How Do You Store Open Wine?

By Miss Fox | Wine How To's
24 Feb 2012

First, I have to point out that one of my friends, Lisa, asked, “What do you mean ‘store’? People have left over wine?!” Ah yes, quite a wine lover my friend is. Anyway, in my classes, these questions come up week after week: How do you store open wine? Do you refrigerate open wine? Should you ever refrigerate red wine?

The good thing is, it doesn’t matter whether you are trying to store open red wine or white wine, the answer is the same. Cork it, and refrigerate it. Basically consider it a piece of cut fruit… hence you do what you can to minimize contact with air and you stick it in the refrigerator to slow down the spoilage.

Ok, great. So you’ve got a half full bottle of red wine in the refrigerator. What do you do about serving it when you’re ready? DON”T nuke it! It will heat up parts of the wine and ruin the flavor. The best way to warm up a red wine is to fill a bowl of hot water and put the bottle into the bowl for a period of time, maybe 10 minutes to start. This may take a couple experiments to find the right amount of time to leave it in the bowl based on your refrigerator’s temperature, your hot tap water’s temperature and your normal room temperature. But err on the side of too cool until you get the timing right.

Just keep in mind that you want to just bring the red wine up to about 60 degrees or so. The bottle should still be cool to the touch.

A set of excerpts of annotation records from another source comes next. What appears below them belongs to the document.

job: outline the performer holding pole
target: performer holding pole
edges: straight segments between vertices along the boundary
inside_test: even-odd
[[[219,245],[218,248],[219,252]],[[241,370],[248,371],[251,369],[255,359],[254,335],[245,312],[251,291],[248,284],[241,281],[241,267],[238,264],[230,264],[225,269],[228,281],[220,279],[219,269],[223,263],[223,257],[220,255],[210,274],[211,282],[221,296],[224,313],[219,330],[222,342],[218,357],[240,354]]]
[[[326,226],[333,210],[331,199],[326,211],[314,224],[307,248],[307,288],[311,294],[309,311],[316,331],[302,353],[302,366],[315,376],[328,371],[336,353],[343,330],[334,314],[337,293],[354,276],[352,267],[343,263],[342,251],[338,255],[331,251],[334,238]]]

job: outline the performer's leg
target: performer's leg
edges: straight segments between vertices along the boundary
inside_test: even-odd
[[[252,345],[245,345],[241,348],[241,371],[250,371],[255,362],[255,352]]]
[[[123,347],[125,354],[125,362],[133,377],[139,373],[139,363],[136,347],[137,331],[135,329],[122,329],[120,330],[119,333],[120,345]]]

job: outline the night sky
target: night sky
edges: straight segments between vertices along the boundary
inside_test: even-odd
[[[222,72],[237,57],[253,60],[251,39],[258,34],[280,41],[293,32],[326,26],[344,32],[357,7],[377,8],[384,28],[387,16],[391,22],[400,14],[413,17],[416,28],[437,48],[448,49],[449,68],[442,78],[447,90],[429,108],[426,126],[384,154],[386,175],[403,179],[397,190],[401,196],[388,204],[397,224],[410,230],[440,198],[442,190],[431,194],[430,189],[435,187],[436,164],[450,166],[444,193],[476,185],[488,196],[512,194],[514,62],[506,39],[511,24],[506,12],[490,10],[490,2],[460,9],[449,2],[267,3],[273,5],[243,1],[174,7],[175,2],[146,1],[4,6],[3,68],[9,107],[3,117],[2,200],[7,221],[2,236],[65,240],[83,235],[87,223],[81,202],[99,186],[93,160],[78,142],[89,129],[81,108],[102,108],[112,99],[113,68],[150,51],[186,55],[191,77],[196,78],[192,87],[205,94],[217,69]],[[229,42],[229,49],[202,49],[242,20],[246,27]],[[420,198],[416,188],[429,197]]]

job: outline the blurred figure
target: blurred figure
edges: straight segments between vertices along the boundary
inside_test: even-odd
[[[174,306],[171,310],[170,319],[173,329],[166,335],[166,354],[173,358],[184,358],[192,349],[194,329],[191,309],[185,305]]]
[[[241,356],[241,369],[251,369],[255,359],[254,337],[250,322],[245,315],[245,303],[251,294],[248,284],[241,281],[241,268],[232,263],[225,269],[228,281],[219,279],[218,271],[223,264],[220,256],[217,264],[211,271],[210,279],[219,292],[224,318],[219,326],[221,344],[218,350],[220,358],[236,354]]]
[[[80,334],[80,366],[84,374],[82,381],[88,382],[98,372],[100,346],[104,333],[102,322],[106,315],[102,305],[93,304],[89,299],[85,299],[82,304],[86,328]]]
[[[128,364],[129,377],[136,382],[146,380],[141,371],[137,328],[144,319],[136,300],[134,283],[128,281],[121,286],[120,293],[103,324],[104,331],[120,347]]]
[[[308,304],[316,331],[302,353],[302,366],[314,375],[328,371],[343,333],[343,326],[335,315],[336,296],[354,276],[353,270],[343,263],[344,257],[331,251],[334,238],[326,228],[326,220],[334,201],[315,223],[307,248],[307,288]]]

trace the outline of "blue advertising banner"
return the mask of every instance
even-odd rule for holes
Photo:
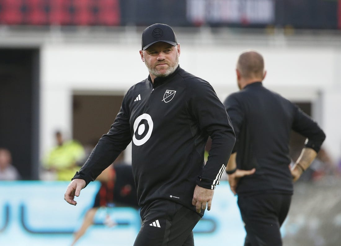
[[[0,182],[0,245],[70,245],[73,233],[91,207],[100,184],[91,182],[75,199],[77,206],[64,200],[68,182]],[[112,222],[108,223],[108,217]],[[141,225],[139,211],[130,207],[102,208],[94,224],[76,245],[131,246]],[[245,233],[236,197],[228,183],[215,191],[212,207],[193,230],[196,246],[220,244],[242,246]]]

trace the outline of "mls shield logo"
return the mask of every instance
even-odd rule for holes
[[[162,101],[165,103],[170,102],[174,97],[174,95],[175,95],[176,92],[176,90],[166,90],[166,92],[165,92],[165,94],[163,95],[163,100]]]

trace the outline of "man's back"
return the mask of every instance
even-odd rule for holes
[[[238,184],[238,193],[268,191],[291,194],[288,168],[292,129],[315,138],[319,128],[297,106],[264,87],[261,82],[246,86],[226,98],[224,104],[237,136],[234,151],[238,168],[256,168]]]

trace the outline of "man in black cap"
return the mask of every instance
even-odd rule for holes
[[[224,105],[207,81],[178,65],[173,29],[157,24],[142,33],[148,77],[127,92],[111,128],[69,185],[74,197],[132,141],[132,165],[143,223],[135,246],[194,245],[192,230],[211,208],[235,138]],[[212,139],[208,160],[205,147]]]

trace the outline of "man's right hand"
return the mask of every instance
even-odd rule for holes
[[[73,180],[68,186],[64,194],[64,200],[68,203],[76,206],[77,202],[74,200],[75,196],[79,196],[80,190],[85,187],[86,184],[84,179],[76,178]]]
[[[253,174],[255,171],[256,169],[255,168],[253,168],[251,170],[237,169],[233,173],[228,174],[228,183],[230,184],[230,188],[235,195],[237,194],[237,186],[240,178],[244,176]]]

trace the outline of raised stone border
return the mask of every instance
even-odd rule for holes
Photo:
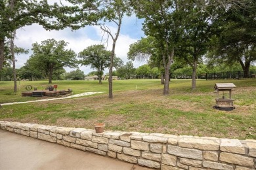
[[[111,131],[0,121],[2,129],[161,169],[256,169],[256,140]]]

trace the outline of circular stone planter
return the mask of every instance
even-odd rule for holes
[[[95,129],[96,133],[102,133],[104,131],[104,129],[105,128],[105,124],[104,123],[98,123],[95,125]]]

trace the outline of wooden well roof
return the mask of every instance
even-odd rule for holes
[[[236,88],[233,83],[216,83],[214,86],[215,90],[232,90]]]

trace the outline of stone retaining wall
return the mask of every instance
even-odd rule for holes
[[[161,169],[256,169],[256,140],[104,131],[0,121],[1,128]]]

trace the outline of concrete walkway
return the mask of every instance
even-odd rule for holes
[[[0,169],[149,169],[0,129]]]

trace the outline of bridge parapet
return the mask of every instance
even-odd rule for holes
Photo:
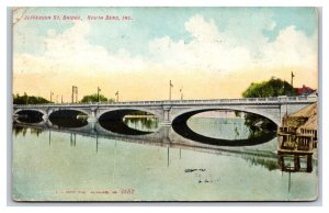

With white wine, which should be served slightly warmer than straight out of the refrigerator or about 50 degrees, take it out five to ten minutes before serving, depending on how much leftover wine you have.

How long will open wine last? I’ve personally pushed it to about 10 days when storing it in the refrigerator, but for full flavor, I’d suggest 5 days to a week.

If you follow these simple directions and store your open wine in the refrigerator, it will be a rare sight to see wine being poured down the drain, and no one ever wants to see that!


  1. Very great post. I just stumbled upon your weblog and wanted to say that I have really enjoyed browsing your blog posts. After all I’ll be subscribing to your feed and I hope you write once more soon!

  2. zoeldar says:

    I fully agree with the post with one exception…that being that nuking the wine on a low setting (albeit for 10 sec max) and then swirling seems to warm it up just fine. I’ve turned this trick on everything from Cabs to Chards to Syrahs to First Growths without mishap. My bigger challenge is fitting today’s larger glasses in the microwave!
    The best method, though, is to leave out on the counter for whatever time is needed to warm up slowly (depends on ambient temp, of course).

    • Miss Fox says:

      I have nuked some glasses of wine… you’re right – it works to warm up the wine. And if you can’t taste any change in flavor, sounds aok with me. But, technically, you are heating up some of the molecules to a high degree, and not really heating others, which may alter their original flavor or aroma. On a normal night, after work, I’ll take a chance on a slight change in the wine in order to get something in my glass that is at a drinkable temperature quickly! Thanks for your thoughts.

  3. Swanson says:

    I am new to wine and I know there is wine people store over the years for better taste. I also see people leave their alcohol out and as well. I thought it was okay to drink wine after it being open and sitting out, I put the cork back in it. Would that be okay? I like the look on my counter, not hiding away in the fridge..

    • Miss Fox says:

      Hello Student Swanson and thank you for your question. You bring up interesting points. 1) You are correct that folks store wine for a long time in the hopes of improving the taste, but this applies to an unopened bottle – once air gets to the wine, it begins to degrade it, slowly turning it into vinegar. 2) It is okay to drink wine that has been open and sitting out… it just may not taste as good as it did when it was just opened. 3) The only reason to put the wine in the refrigerator is to delay it going bad. So a re-corked wine bottle in the ‘fridge will last around a week, where one on the counter may only last three or so days. It is really just like food – you put things in the refrigerator if you want them to last longer. So it is entirely up to you and if you like the look of the wine on your counter, go for it. I will admit that in my house, it is a rare bottle that is open more than three days without being empty!

  4. Geni says:

    Hello. Thank you f or your wonderful posts. I have several bottles of Sonoma Cutrer Les Pierre’s and The Cutrer
    They are 2001, 2002 and. 2004. Are they still good? They have been kept in my wine refrig for their lives. How long does Chardonnay last?

    • Miss Fox says:

      Hi Geni,
      Sorry for the delay… your comment went in my spam folder for some reason. I have found some Chardonnay are great for 10 to 15 years and others turn for the worse much sooner. I would say that any of those bottles would be worth breaking open now… they will probably not get much better and they may turn bad. The websites may be more specific directions for you. I find it is always good to do a little research concerning such treasured wines. Hope you have wonderful connections drinking the wine you’ve collected!